Former Farming Minister George Eustice has said the US should be required to pass a federal law recognising animal sentience before any trade deal with the UK can be signed.
The Camborne and Redruth MP also described American attitudes to farm animal welfare as ‘very backward’, in an intervention which is unlikely to be well-received in Washington.
Mr Eustice made the suggestion, which Defra Secretary Michael Gove said was a ‘very good point’, during Defra Questions in the House of Commons last week (March 28).
But Vicki Hird, food and farming campaign co-ordinator at Sustain, suggested the proposal was unlikely to be accepted by the USA.
She said: “UK consumer fears about chlorine chicken and hormone-treated beef are not just about food safety but animal welfare.

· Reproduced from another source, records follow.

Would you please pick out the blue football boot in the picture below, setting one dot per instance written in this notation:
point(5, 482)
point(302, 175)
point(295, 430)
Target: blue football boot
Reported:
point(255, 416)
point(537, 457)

Unlike the EU, the US specifically excludes farm animals from its animal welfare legislation.
“Two years ago the Government said it would pass an Animal Sentience Bill before we exited the EU to ensure animal welfare standards were maintained as we left.

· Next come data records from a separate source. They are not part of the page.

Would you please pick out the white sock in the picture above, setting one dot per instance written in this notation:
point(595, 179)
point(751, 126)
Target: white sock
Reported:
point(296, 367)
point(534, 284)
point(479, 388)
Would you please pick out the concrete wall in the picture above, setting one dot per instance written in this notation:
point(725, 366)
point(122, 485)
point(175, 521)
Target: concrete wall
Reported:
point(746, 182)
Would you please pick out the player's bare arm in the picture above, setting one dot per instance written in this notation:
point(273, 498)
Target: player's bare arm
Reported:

“This is yet to happen and through new trade deals we could end up propping up farming systems which treat animals very poorly.
“While unlikely to be accepted, George Eustice’s idea chimes with UK consumers’ expectations about what ends up on their plate.”
NFU Brexit director Nick von Westenholz also told Farmers Guardian the UK should take a ‘robust’ approach to post-Brexit trade negotiations which would see other countries commit to adopt the same high animal welfare and environmental standards met by domestic producers.
“Otherwise, we risk importing food which would have been produced in a manner that would be illegal for our own farmers,” he added.